Bir yazar ilk başta cesur olmalı. “Altıncı Hicri Yıl”da büyük bir âlim vardır, “Kim bir şey yazarsa o tenkit edilmeye hazır olmalıdır,” der. Bir yazar öncelikle buna hazır olmalı. Ben kendimi şanslı hissediyorum. Yaşadığım ortam bambaşka kültürlerden, hikâyelerden esintiye sahip. Küçükken yaşadığım, derlediğim hikâyeleri yazacağımı düşünmezdim bile. Tarihsel çemberler de bunun için önemli.
Kitap ödülden sonra birçok dile çevrildi, daha çok insana ulaştınız. Tepkiler nasıl oldu?
Hindistan’a gittiğimde “Bu roman tam bizi anlatıyor” dediler. Bir yazar olarak herhangi bir din, dil, ırk düşünmeden yazmaya çalıştım. Ama Hintliler, Müslüman bir yazar olmamdan dolayı çok mutlu oldu. Beni bir çembere dahil ettiler fakat ben onlarla aynı fikirde değillim. İspanya, Britanya, Yeni Zelanda gibi yerlerdeyse görmedikleri bir toplumu tanımaya başladıklarını söylediler. Onların dikkatini çekense karakterlerin arasındaki itilaflar, farklılıklardı.

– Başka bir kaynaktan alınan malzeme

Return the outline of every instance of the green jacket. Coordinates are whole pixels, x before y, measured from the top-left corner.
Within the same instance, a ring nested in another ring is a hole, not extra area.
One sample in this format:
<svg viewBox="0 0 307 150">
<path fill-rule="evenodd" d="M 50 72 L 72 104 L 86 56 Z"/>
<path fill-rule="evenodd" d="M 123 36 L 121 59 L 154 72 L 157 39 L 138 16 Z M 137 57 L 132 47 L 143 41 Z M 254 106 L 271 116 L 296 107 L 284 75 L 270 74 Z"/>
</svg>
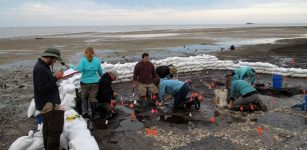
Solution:
<svg viewBox="0 0 307 150">
<path fill-rule="evenodd" d="M 251 86 L 245 80 L 233 80 L 231 82 L 231 89 L 230 89 L 230 99 L 234 100 L 237 97 L 244 96 L 247 93 L 256 91 L 256 89 Z"/>
<path fill-rule="evenodd" d="M 237 68 L 234 72 L 235 75 L 232 77 L 232 80 L 245 80 L 250 77 L 249 82 L 251 84 L 256 82 L 256 71 L 252 67 L 242 66 Z"/>
</svg>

Ödüle başvurulduğundan haberim bile yoktu
Man Booker Ödülü ile tarihe geçtiniz. Neler hissettiniz ödülü kazanınca?
O romanı yazarken tercüme edileceğini bile düşünmemiştim. Arap toplumuna yazmaya çalıştığım bir eserdi. 2018’de tercüme edildiğinde yayınevindeki sorumlu kişi Man Booker’a sunmuş. Benim haberim bile yoktu. Ajanstan arayıp listeye girmeye hak kazandınız dediler. Sonra ödül haberi geldi. Çok memnun ve mutlu oldum. Edebiyat dediğiniz zaman daha çok Lübnan, Mısır’ın edebiyatı akla gelir. Ama ben bu romanla bir ülkenin daha listeye eklendiğini düşünüyorum. Bu roman Umman edebiyatına da bir atıf. İngiltere’de yaşayanlar, Umman’ı araştırmaya, Arap edebiyatını tanımaya müsait eserler nedir diye araştırmaya başladılar. Bu da çok mutlu etti beni.

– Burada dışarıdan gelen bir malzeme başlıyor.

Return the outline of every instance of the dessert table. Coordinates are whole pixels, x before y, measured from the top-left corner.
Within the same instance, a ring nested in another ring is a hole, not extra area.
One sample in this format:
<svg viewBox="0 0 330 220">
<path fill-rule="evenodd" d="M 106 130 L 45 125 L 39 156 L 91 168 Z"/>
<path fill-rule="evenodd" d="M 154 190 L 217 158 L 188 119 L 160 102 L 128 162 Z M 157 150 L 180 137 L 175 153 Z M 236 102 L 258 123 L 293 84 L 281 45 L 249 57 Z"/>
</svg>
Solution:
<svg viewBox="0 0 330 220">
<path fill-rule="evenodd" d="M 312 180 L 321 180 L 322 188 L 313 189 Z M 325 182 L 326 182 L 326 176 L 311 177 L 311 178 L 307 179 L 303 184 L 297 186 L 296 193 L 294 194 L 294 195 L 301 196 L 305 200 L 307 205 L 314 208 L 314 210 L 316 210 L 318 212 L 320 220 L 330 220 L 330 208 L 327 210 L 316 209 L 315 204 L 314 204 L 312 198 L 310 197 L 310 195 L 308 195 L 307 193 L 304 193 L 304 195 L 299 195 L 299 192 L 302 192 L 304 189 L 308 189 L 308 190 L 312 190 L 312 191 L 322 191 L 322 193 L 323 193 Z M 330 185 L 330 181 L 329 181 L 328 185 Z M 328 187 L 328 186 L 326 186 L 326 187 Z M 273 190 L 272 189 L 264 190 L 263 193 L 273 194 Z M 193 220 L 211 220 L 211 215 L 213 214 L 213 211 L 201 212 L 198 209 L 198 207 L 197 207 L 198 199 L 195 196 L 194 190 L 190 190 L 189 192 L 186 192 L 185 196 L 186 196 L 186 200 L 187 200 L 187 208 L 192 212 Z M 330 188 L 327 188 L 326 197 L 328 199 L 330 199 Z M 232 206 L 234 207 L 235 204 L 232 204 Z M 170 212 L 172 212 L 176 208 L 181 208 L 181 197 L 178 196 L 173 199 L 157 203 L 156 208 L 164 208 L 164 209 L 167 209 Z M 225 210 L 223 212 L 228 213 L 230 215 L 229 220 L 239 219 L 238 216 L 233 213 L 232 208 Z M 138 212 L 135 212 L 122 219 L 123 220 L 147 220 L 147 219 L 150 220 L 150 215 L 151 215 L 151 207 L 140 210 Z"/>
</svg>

Batı’nın Müslüman klişesi kırılıyor
Son yıllarda Müslüman kadınların sesi daha gür çıkıyor, mücadeleleri daha görünür oluyor. Ben bu romanı bu sesin bir parçası gibi görüyorum.
Müslüman kadınlar hakkında yazılanlar klişelerden ibarettir genelde. Bütün yazılar baskı altında, reddedilmiş ve sesini çıkaramayan kadınları anlatır. O klişe hayattan uzak durmaya çalıştım. Yaşadığım hayat bu değil. Tabii ki baskı altında kadınlar var. Ama baskı altında erkekler de var. Müslümanların hayatları Batı’nın anlattığı ve yansıttığından bambaşka şeyleri barındırıyor. Onun için romanı yabancı dillere çevrilmeye başladığında kapak tasarımlarında peçeli ve ağlayan kadınlar gelmeye başladı. Hepsini reddettim çünkü bu gerçekçi olmayan oryantalist bir bakış açısı ve bizi yansıtmıyor.